Lesson 1: The woman I was roped to got an anxiety attack just as we were about to traverse a ledge, right before the summit of Gran Paradiso. Gran Paradiso is the highest peak fully within Italy (Mont Blanc is shared with Switzerland and France and 300 m higher).

I have an intense fear of heights and estimated the drop to be 200 to 300 meters, but I have since learned that it is much higher than that. She was unable to carry on as she was shaking and crying, repeating over and over to herself: “I can’t do this, I can’t do this, I can’t do this”, just before I was about to rope myself into the bolted section and dangle over the edge. Her reaction forced me to focus on her, and not on my own intense stress reaction to what I thought was my impending death. Helping her across the ledge, she made it to the top, as did I. Truth be told, if she hadn’t freaked out, then I most likely would have been the one freaking out. Focusing on getting her across helped me get across.
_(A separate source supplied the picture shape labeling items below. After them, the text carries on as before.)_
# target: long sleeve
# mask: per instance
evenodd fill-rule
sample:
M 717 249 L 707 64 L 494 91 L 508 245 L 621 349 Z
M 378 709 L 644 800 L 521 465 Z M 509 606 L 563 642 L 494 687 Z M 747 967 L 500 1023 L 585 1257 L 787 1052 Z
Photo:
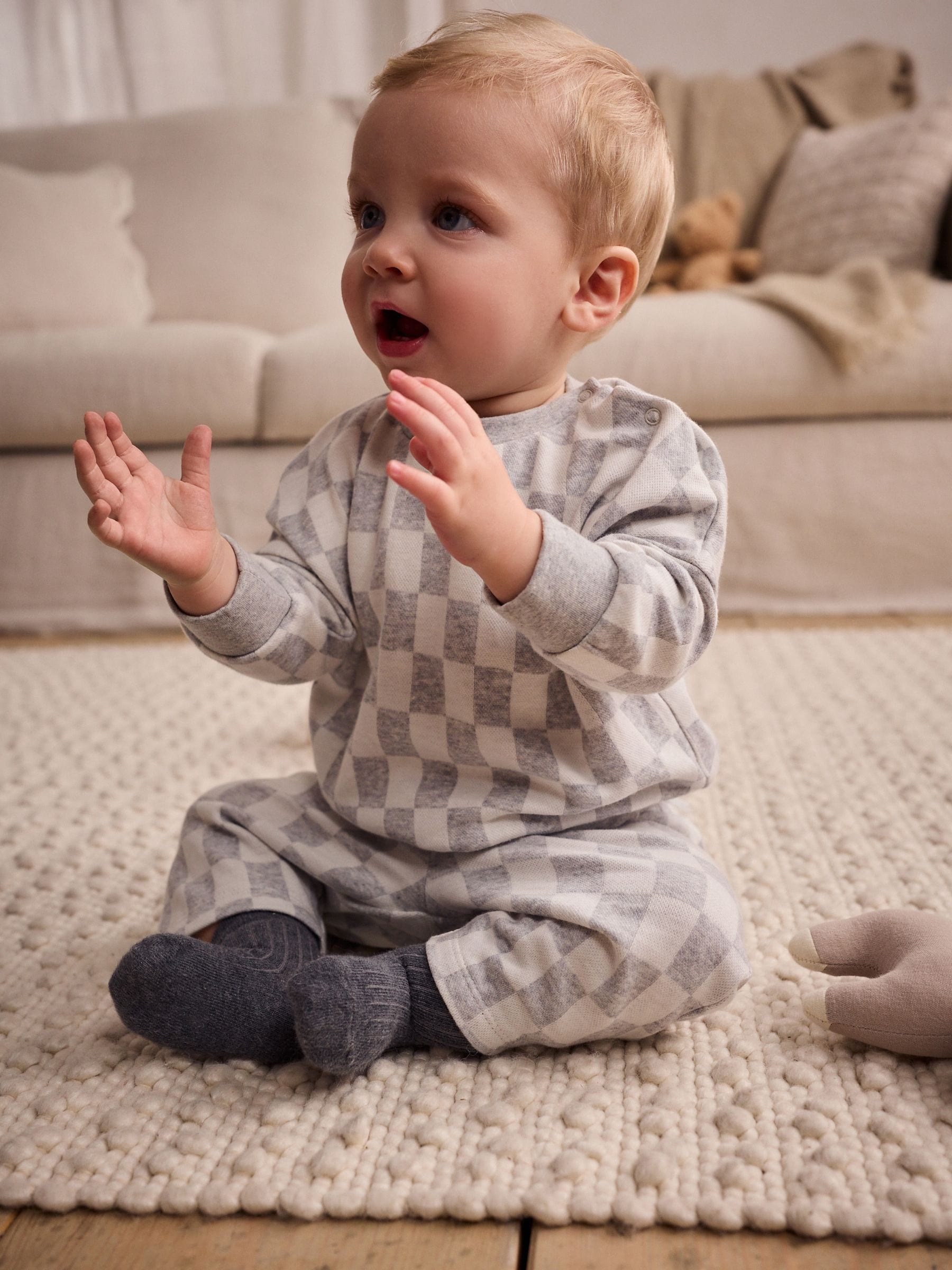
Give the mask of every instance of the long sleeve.
M 727 484 L 713 442 L 679 406 L 626 387 L 612 395 L 608 438 L 569 456 L 570 471 L 588 467 L 578 528 L 538 507 L 527 585 L 506 603 L 487 588 L 484 598 L 571 678 L 650 693 L 680 679 L 713 636 Z
M 239 566 L 231 599 L 212 613 L 183 612 L 206 655 L 269 683 L 341 686 L 363 648 L 347 570 L 347 533 L 360 439 L 358 408 L 326 424 L 286 467 L 268 509 L 269 541 L 246 551 L 227 533 Z

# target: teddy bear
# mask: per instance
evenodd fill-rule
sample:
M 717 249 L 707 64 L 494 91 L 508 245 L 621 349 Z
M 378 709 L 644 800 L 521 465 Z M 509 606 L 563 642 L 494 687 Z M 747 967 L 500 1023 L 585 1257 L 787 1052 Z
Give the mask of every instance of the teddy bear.
M 922 1058 L 952 1058 L 952 919 L 876 909 L 800 930 L 787 945 L 807 970 L 861 975 L 803 997 L 830 1031 Z
M 645 295 L 710 291 L 755 278 L 762 268 L 759 249 L 737 248 L 743 211 L 732 189 L 685 203 L 671 227 L 678 257 L 658 262 Z

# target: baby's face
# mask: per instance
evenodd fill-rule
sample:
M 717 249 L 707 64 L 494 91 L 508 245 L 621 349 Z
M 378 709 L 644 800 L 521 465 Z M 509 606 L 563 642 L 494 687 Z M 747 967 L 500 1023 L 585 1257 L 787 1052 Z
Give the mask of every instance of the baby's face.
M 458 89 L 393 89 L 367 108 L 341 295 L 385 384 L 395 366 L 437 378 L 481 415 L 562 391 L 581 339 L 560 314 L 579 271 L 539 180 L 539 127 L 518 103 Z M 388 302 L 426 334 L 393 338 L 399 329 L 373 307 Z

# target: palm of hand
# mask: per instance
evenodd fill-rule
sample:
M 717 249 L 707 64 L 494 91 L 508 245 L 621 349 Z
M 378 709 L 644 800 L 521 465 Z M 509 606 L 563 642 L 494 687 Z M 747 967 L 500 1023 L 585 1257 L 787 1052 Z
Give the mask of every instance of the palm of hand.
M 90 411 L 85 425 L 86 441 L 75 442 L 74 460 L 93 502 L 90 530 L 173 584 L 202 578 L 218 538 L 208 478 L 211 429 L 192 429 L 182 480 L 175 480 L 132 444 L 118 415 Z

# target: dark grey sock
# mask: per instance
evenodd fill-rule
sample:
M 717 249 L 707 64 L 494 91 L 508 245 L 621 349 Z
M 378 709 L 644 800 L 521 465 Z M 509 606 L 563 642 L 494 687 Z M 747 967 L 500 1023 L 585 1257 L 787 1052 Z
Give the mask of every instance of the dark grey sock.
M 284 983 L 317 956 L 310 927 L 259 908 L 223 917 L 211 944 L 147 935 L 113 970 L 109 993 L 129 1031 L 157 1045 L 288 1063 L 302 1053 Z
M 425 944 L 376 956 L 325 956 L 287 982 L 305 1058 L 357 1076 L 402 1045 L 447 1045 L 477 1054 L 439 994 Z

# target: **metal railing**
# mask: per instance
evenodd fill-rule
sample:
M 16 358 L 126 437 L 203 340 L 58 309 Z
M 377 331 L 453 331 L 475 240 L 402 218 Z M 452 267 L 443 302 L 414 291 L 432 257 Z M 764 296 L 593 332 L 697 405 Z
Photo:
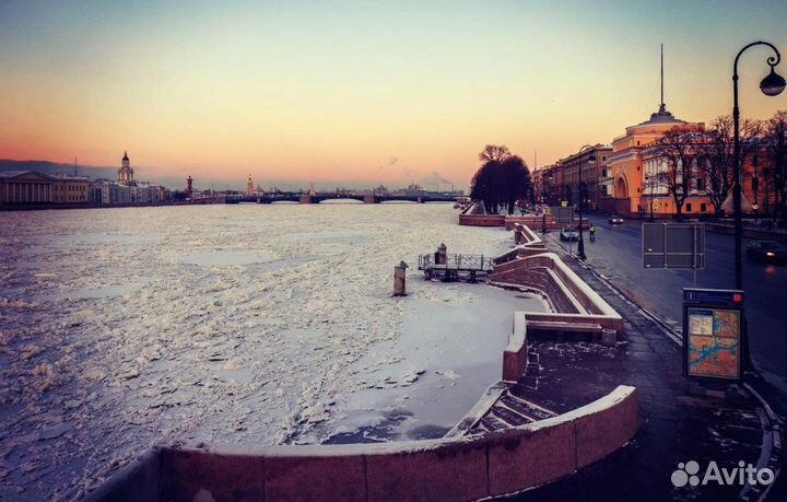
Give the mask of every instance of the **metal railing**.
M 446 255 L 445 262 L 435 262 L 435 254 L 419 255 L 419 270 L 451 269 L 492 271 L 494 259 L 484 255 Z

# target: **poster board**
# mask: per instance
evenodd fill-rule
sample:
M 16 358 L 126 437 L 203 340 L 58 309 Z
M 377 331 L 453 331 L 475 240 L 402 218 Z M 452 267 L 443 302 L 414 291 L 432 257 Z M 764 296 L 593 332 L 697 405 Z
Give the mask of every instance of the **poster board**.
M 741 380 L 743 293 L 683 290 L 683 370 L 696 378 Z

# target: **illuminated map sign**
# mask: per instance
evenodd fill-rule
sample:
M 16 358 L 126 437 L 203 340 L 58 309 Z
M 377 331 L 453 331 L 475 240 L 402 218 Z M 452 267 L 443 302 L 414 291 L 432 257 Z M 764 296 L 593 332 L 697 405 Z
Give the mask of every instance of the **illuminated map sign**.
M 686 375 L 740 380 L 742 292 L 684 289 L 683 305 Z

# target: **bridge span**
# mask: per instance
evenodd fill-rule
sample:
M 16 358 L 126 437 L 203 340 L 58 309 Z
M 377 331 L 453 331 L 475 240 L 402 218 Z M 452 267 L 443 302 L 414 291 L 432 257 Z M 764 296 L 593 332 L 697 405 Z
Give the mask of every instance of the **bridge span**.
M 273 202 L 298 202 L 320 203 L 325 200 L 352 199 L 363 203 L 380 203 L 389 201 L 410 202 L 456 202 L 459 197 L 450 194 L 426 192 L 420 195 L 349 195 L 349 194 L 302 194 L 297 191 L 280 191 L 274 194 L 260 194 L 254 196 L 227 196 L 226 203 L 273 203 Z

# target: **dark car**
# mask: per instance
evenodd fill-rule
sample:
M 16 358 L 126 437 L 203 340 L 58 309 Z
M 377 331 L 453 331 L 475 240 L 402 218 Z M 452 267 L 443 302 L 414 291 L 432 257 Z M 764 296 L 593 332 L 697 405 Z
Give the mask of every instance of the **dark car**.
M 752 261 L 783 264 L 787 261 L 787 246 L 774 241 L 754 241 L 747 247 L 747 256 Z
M 579 231 L 576 226 L 564 226 L 561 230 L 561 241 L 579 241 Z

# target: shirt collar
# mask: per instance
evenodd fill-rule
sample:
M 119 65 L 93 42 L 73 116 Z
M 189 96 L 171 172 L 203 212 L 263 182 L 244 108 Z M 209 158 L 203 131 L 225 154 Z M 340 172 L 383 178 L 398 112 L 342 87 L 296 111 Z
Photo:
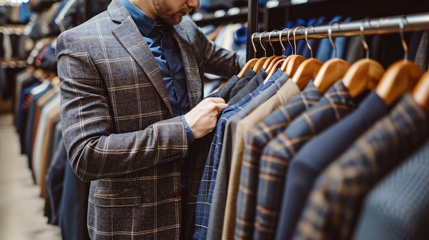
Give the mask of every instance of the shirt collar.
M 138 29 L 145 36 L 149 36 L 160 21 L 151 18 L 149 16 L 136 7 L 130 0 L 121 0 L 122 4 L 128 10 L 131 17 L 134 21 Z

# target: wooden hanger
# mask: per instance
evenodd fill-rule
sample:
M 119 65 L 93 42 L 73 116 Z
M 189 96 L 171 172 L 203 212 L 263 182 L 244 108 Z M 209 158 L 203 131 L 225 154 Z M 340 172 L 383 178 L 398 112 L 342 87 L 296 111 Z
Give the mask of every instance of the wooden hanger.
M 322 65 L 315 79 L 315 85 L 321 93 L 326 92 L 336 81 L 344 77 L 350 67 L 350 64 L 347 61 L 336 57 L 336 46 L 332 38 L 332 27 L 335 23 L 336 23 L 330 25 L 328 29 L 328 36 L 335 51 L 335 57 L 328 59 Z
M 310 80 L 316 77 L 323 63 L 317 58 L 309 58 L 304 60 L 298 67 L 292 77 L 300 90 L 302 90 Z
M 283 72 L 287 73 L 287 75 L 290 77 L 293 77 L 293 75 L 298 68 L 298 66 L 299 66 L 299 64 L 301 64 L 301 63 L 306 59 L 306 58 L 304 57 L 302 55 L 297 53 L 297 40 L 295 38 L 295 31 L 299 27 L 304 27 L 304 26 L 298 26 L 295 27 L 293 29 L 293 44 L 295 54 L 286 63 L 284 63 L 280 67 Z
M 422 75 L 421 68 L 414 62 L 398 60 L 386 70 L 376 92 L 389 106 L 404 92 L 411 91 Z
M 255 46 L 255 42 L 254 42 L 253 39 L 254 39 L 254 36 L 255 35 L 256 33 L 254 33 L 253 34 L 252 34 L 252 45 L 254 47 L 254 51 L 255 53 L 255 55 L 256 55 L 256 46 Z M 247 70 L 249 70 L 249 69 L 250 69 L 251 68 L 254 68 L 254 66 L 256 64 L 256 63 L 258 62 L 258 61 L 260 59 L 258 57 L 254 57 L 252 59 L 249 59 L 246 64 L 245 64 L 245 66 L 243 67 L 243 68 L 241 68 L 241 70 L 240 71 L 240 72 L 238 72 L 238 74 L 237 75 L 237 77 L 238 77 L 239 78 L 242 78 L 243 76 L 244 76 L 245 73 L 246 73 L 246 72 Z M 257 71 L 254 71 L 255 72 L 256 72 Z
M 429 111 L 429 71 L 426 71 L 413 89 L 413 98 L 426 111 Z
M 306 60 L 306 58 L 300 55 L 293 55 L 290 57 L 290 59 L 287 62 L 283 62 L 280 68 L 291 77 L 293 77 L 297 69 L 301 63 Z
M 360 38 L 367 57 L 352 64 L 342 80 L 352 97 L 366 90 L 374 89 L 384 72 L 384 68 L 379 62 L 369 58 L 368 44 L 363 36 L 363 23 L 360 25 Z
M 283 31 L 288 31 L 288 30 L 290 30 L 290 29 L 285 28 L 284 29 L 280 31 L 280 34 L 279 34 L 279 41 L 280 42 L 280 45 L 282 46 L 282 49 L 283 49 L 283 55 L 282 56 L 282 57 L 277 59 L 274 64 L 270 66 L 269 71 L 267 72 L 268 75 L 267 75 L 267 77 L 264 80 L 264 83 L 267 83 L 268 79 L 269 79 L 273 76 L 273 75 L 277 71 L 277 70 L 282 66 L 282 63 L 286 61 L 287 59 L 287 57 L 286 57 L 286 53 L 285 53 L 286 48 L 284 47 L 284 45 L 283 44 L 283 42 L 282 41 L 282 35 Z M 289 41 L 289 31 L 288 31 L 288 41 Z M 290 42 L 289 42 L 289 44 L 290 44 Z
M 265 60 L 265 62 L 264 62 L 264 64 L 262 65 L 262 68 L 264 68 L 267 72 L 269 72 L 267 69 L 268 69 L 269 66 L 271 64 L 271 62 L 276 57 L 278 57 L 278 56 L 275 55 L 275 50 L 274 49 L 274 47 L 273 46 L 273 44 L 271 43 L 271 34 L 274 32 L 274 31 L 277 31 L 277 30 L 271 31 L 268 35 L 268 42 L 271 46 L 271 49 L 273 49 L 273 55 L 268 57 L 268 58 L 267 59 L 267 60 Z M 260 36 L 262 36 L 262 34 L 260 36 Z M 262 46 L 262 42 L 260 42 L 260 44 Z M 263 48 L 263 46 L 262 46 L 262 48 Z M 267 51 L 265 48 L 264 48 L 264 50 L 265 51 L 265 53 L 267 53 Z M 265 53 L 265 55 L 267 55 L 267 53 Z
M 350 64 L 341 58 L 332 58 L 326 61 L 315 78 L 315 85 L 321 93 L 325 93 L 345 75 L 350 67 Z
M 275 57 L 274 57 L 271 62 L 270 62 L 269 65 L 268 66 L 268 67 L 267 67 L 267 68 L 265 68 L 265 70 L 267 72 L 269 72 L 272 70 L 273 67 L 274 67 L 274 65 L 275 65 L 275 64 L 277 63 L 277 62 L 278 62 L 279 60 L 281 60 L 282 59 L 284 59 L 284 56 L 276 56 Z
M 306 36 L 306 42 L 308 49 L 310 49 L 311 57 L 305 59 L 299 64 L 299 66 L 297 68 L 296 72 L 292 77 L 292 81 L 298 85 L 300 90 L 302 90 L 307 85 L 310 79 L 316 77 L 317 72 L 319 72 L 319 70 L 323 64 L 319 59 L 312 57 L 312 49 L 310 45 L 310 42 L 308 42 L 307 30 L 308 28 L 306 28 L 304 34 Z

Lesson: when things are tough, force yourself to help others less fortunate than you, and you will regain what you thought you had lost.

Lesson 2: On Kilimanjaro, the guides forced us to walk really slowly. “Polé, polé” (slowly, slowly) was the refrain. I took this to the extreme, forcing myself to slow down to a crawl to conserve energy. It felt as if I was going nowhere. Many groups sped past us (except on day 2 when our guide went berserk!), but we caught up with and passed many of them, often arriving in camp first after having set out late. They exhausted themselves and had to stop frequently.

Lesson: fast isn’t always fastest, although we’re taught otherwise these days.